Walker describes this difference as follows: “Modern data quality practices make use of new technology, automation, and machine learning to handle a variety of data sources, ensure real-time processing, and stimulate stakeholder collaboration. Data governance, continuous monitoring, and proactive management are prioritised to ensure accurate, reliable, and fit-for-purpose data for informed decision-making and corporate success.”
Given how closely this aligned with the Data Management Body of Knowledge (DMBoK) of DAMA, I liked the tie-in with data governance. In my experience, data quality is hard to manage and improve without a proper data governance framework, management support, and appropriate processes.
The first four differences which Walker highlights are standard for today’s business environment. We are all aware of these influences:
- Data sources and types: We have moved on from only having to deal with structured data in neatly modelled databases, to unstructured data, external data, social media data, IoT data, and more. The variety of data and the sourcing of data from outside the organisation’s controls, has significantly contributed to the complexity of data quality management.
- Scale and volume: Big data and even terabytes of structured data have brought with it more challenges to process. Additionally, it is also difficult to quality assure data at such scale. Modern data processing, which includes data quality management, must leverage technologies like distributed processing and cloud computing to efficiently manage and improve the quality of such large datasets.
- Real-time and near-time processing: In older batch-oriented systems, it was easier to schedule and integrate periodic data quality monitoring and cleansing processes. However, with real-time or near-real-time processing, data quality issues must be detected and addressed as they occur. The reason being that the data is often used immediately or stored or integrated with other data.
- Data governance and data stewardship: We are all aware of how important data governance and data stewardship are to improve data quality management. Data governance frameworks include policies, procedures, and responsibilities for managing data quality throughout the organisation. Data stewards are assigned to ensure adherence to these policies and to drive data quality initiatives. The key difference is that in more modern organisations, data governance and data stewardship are being accepted as part of the company’s fabric and way of working.
Things start getting really interesting in Walker’s article when we move beyond the four introductory points, to discuss another three very relevant points. Here they are with my take:
- Automation and machine learning: The practice of using automation and machine learning techniques to enhance data quality processes is a relatively new aspect. Automation makes it possible to schedule the execution of repetitive tasks, for example data cleansing, validation, and standardisation. Machine learning algorithms can identify patterns and anomalies in data, enabling automated detection of data quality issues. Predictive modelling can be used to indicate where data quality standards are going to off track. This will enable companies to apply more proactive interventions.
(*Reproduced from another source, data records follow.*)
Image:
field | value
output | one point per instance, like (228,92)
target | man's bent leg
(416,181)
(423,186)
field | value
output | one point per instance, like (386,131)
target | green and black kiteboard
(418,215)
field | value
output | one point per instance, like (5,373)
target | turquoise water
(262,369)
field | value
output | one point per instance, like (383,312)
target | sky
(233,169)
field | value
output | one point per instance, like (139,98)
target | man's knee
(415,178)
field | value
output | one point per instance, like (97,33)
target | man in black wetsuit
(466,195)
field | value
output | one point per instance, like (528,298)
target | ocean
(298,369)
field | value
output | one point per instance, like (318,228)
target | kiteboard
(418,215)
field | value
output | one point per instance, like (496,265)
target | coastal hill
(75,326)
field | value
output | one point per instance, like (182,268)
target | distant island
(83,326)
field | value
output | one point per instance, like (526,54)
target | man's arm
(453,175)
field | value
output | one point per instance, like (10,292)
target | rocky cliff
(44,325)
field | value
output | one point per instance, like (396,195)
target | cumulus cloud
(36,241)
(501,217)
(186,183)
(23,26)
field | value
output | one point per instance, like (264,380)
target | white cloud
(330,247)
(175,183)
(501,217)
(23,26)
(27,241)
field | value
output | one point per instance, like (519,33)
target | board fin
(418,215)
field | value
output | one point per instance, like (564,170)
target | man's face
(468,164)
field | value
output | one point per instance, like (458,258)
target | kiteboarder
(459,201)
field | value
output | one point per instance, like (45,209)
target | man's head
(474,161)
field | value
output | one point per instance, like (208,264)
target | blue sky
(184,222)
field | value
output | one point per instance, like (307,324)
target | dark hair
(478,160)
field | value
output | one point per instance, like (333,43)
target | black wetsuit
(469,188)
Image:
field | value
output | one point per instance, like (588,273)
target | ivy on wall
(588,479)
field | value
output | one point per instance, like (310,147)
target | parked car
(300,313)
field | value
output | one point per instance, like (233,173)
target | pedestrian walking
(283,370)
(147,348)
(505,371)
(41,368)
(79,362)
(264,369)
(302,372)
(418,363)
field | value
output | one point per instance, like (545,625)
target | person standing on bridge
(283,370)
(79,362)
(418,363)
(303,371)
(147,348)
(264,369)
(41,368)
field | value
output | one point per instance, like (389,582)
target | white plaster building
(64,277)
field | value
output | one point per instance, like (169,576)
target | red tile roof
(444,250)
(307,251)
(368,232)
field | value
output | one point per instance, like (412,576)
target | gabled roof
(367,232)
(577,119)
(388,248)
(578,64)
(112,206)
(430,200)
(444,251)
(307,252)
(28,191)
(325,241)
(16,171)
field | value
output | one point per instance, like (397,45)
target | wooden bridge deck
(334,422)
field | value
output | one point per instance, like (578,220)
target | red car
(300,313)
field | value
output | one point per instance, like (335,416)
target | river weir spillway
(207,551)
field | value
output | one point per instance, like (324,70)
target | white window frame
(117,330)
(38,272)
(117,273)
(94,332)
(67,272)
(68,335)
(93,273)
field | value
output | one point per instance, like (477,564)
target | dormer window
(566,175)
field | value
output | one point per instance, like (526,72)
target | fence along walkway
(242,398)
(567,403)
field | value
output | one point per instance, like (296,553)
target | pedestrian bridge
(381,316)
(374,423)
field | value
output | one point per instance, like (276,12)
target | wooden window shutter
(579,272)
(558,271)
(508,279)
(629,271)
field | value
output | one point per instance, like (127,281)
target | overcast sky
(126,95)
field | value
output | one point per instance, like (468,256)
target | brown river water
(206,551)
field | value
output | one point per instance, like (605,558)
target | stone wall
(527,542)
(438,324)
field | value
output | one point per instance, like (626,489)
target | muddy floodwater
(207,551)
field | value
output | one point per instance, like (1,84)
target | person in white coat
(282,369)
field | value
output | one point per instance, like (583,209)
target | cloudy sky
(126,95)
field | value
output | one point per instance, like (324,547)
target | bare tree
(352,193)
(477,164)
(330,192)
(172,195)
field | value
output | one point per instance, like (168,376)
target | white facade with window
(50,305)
- Collaboration and cross-functional involvement: In traditional organisations, data quality handling was primarily an IT function. At best, it often fell on the shoulders of the data warehouse and business intelligence teams especially when it came to ‘dealing with’ bad quality data. However, modern data quality practices involve collaboration among various stakeholders. This sees an enterprise-wide acceptance that this is ‘our’ problem. A DQ Labs blog post writes that ‘both producers and consumers of data are shifting away from the traditional ideologies around centralised data ownership towards new principles around decentralised data ownership.’ Therefore, it is vital that business users, data analysts, data scientists, and subject matter experts all get involved. Through this collaboration, the company can ensure that data quality requirements are aligned with business needs and that data quality efforts address the specific goals of the various business functions. I see more companies use the term ‘data owner’. This gives business users the ownership and mandate to influence data quality right from the moment that data enters the organisational systems.
- Data quality as a continuous process: Modern data quality practices rely on continuous and embedded data quality management. Data quality is no longer a one-time activity that has been moved to the side. The organisations that have the most success, continuously monitor, measure, and improve data quality through feedback loops back to the business as well as the system and data owners. This is where the data quality dashboard has become more widely accepted and actively used to ensure sustained data quality over time.
With the above in mind, Walker summarises the article aptly, which is what I will close off on for you to ponder over: ‘Overall, modern data quality practices adapt to the changing data landscape, incorporating new data types, handling larger volumes of data, and leveraging automation and advanced analytics. They prioritise real-time processing, collaboration, and continuous improvement to ensure high-quality data that supports informed decision-making and business success.’